Reviewed on Friday December 13
It’s an unwritten rule of live performance that there should always be more people in the crowd than there are onstage. The balance seemed in serious jeopardy at the beginning of the evening – even though there was literally only one person under the spotlight. With the barrier gone and the curtains covering the entire mezzanine, The Hi-Fi has probably never felt more desolate.
A sombre Ozi Batla attempted to raise the mood for the dozen or so early arrivals, but not even a quick run-through of The Herd’s classic ‘77%’ could shake off the demons. Frankston’s Tenfold fared even worse; their cheap-sounding beats and lazy flows motivating little more from those watching than a face buried in their phones.

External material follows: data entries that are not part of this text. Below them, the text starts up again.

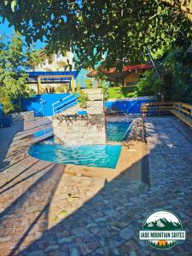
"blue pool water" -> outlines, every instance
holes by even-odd
[[[31,147],[28,154],[50,162],[114,169],[121,148],[121,145],[66,146],[45,141]]]
[[[123,142],[125,138],[124,135],[130,127],[126,138],[131,128],[131,122],[108,122],[107,123],[107,139],[108,142]]]
[[[38,137],[44,136],[44,135],[45,135],[47,133],[49,133],[49,132],[53,132],[52,128],[49,128],[49,129],[46,129],[46,130],[42,130],[42,131],[36,131],[32,135],[33,135],[34,137]]]
[[[131,122],[108,122],[107,140],[123,142],[128,137],[131,129]],[[33,137],[49,132],[51,129],[37,131]],[[114,169],[121,149],[121,145],[60,145],[54,143],[54,137],[50,137],[34,144],[28,153],[37,159],[50,162]]]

Only one man could save the day, and Sage Francis wasted precious little time kicking the night into action. That’s not just an expression, either – he set up a laptop, yelled “check” into his microphone, dropped trou and began rapping. Don’t worry – he had a costume on underneath his pants; a preacher man outfit that was all too fitting for the Friday the 13th festivities.

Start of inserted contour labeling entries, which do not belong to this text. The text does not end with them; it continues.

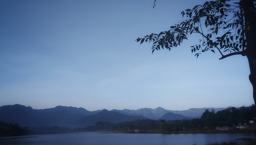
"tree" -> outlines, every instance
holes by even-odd
[[[155,2],[156,0],[155,0]],[[181,12],[186,18],[171,29],[159,34],[148,35],[136,41],[140,44],[153,42],[152,53],[161,48],[171,50],[180,45],[189,35],[199,34],[202,39],[191,46],[191,51],[198,57],[203,52],[217,50],[220,59],[234,55],[246,56],[251,74],[249,80],[253,88],[256,103],[256,0],[217,0],[205,2]],[[155,6],[154,3],[154,7]],[[184,19],[184,18],[183,18]]]

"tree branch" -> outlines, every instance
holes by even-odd
[[[197,31],[196,32],[197,32],[198,33],[200,34],[201,34],[202,35],[202,36],[203,36],[205,38],[206,38],[206,40],[207,40],[208,41],[211,41],[211,40],[210,40],[210,39],[209,39],[206,36],[204,35],[204,34],[203,34],[202,33],[201,33],[201,32],[200,32],[199,31]],[[221,51],[220,51],[220,49],[218,47],[217,47],[217,46],[215,46],[215,47],[216,47],[216,48],[217,48],[217,49],[218,50],[219,50],[219,51],[220,53],[220,54],[221,55],[221,56],[222,56],[222,57],[223,57],[223,56],[224,56],[223,55],[223,54],[222,54],[222,53],[221,52]]]
[[[229,54],[228,54],[227,55],[222,56],[222,57],[220,58],[219,59],[220,60],[220,59],[224,59],[226,57],[230,57],[230,56],[232,56],[232,55],[237,55],[237,54],[242,54],[243,52],[244,52],[243,51],[242,51],[236,52],[233,52],[231,53],[229,53]]]

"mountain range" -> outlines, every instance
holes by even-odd
[[[23,126],[58,126],[84,127],[93,125],[99,121],[116,123],[135,119],[198,118],[206,109],[213,109],[217,111],[225,108],[191,108],[187,111],[171,111],[158,107],[155,109],[145,108],[137,110],[113,110],[110,111],[104,109],[91,111],[81,107],[60,106],[52,108],[33,109],[30,107],[16,104],[0,107],[0,121],[17,123]],[[173,113],[172,112],[173,111],[181,114]],[[181,113],[190,116],[185,116]]]

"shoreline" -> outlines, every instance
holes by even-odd
[[[116,131],[110,130],[80,130],[76,131],[66,131],[60,132],[36,132],[28,133],[22,135],[15,136],[2,136],[1,137],[19,137],[22,136],[34,136],[39,135],[51,134],[68,134],[70,133],[77,133],[80,132],[113,132],[117,133],[125,133],[127,134],[256,134],[256,129],[241,129],[239,130],[195,130],[192,131],[147,131],[139,130],[138,132],[135,132],[134,130],[126,131]],[[34,137],[34,136],[33,136]],[[1,138],[0,137],[0,138]]]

As Francis launched headfirst into ‘Escape Artist’, the buzz in the room made it feel full. Francis captivated every last attendee with a perfect balance of goofing off (running around the stage to ‘America [Fuck Yeah]’ from Team America) and solemn, heart-on-sleeve poetry (the brilliant finale in ‘The Best Of Times’). The crowd knew every word to every song, and could go home safe in the knowledge that Sage had made their trek out to the Entertainment Quarter worth it.
Trying to follow Francis’ set was akin to shooting oneself in the foot and then attempting to race. Not that you could have told Sweden’s Looptroop Rockers that, though – their high spirits and boundless energy threw a smile instantly onto the dial of everyone that had decided to stick around. The affable Swedes delivered impressive verse after impressive verse, taking bits and pieces from across their discography and even throwing in a couple of songs from Promoe’s severely underrated 2004 solo effort, The Long Distance Runner.
Did it match up to Sage? Not quite. But let’s face it – not much could have. Looptroop kept up spirits and refused to let the size of the crowd get them down, and for that alone they deserve the utmost credit.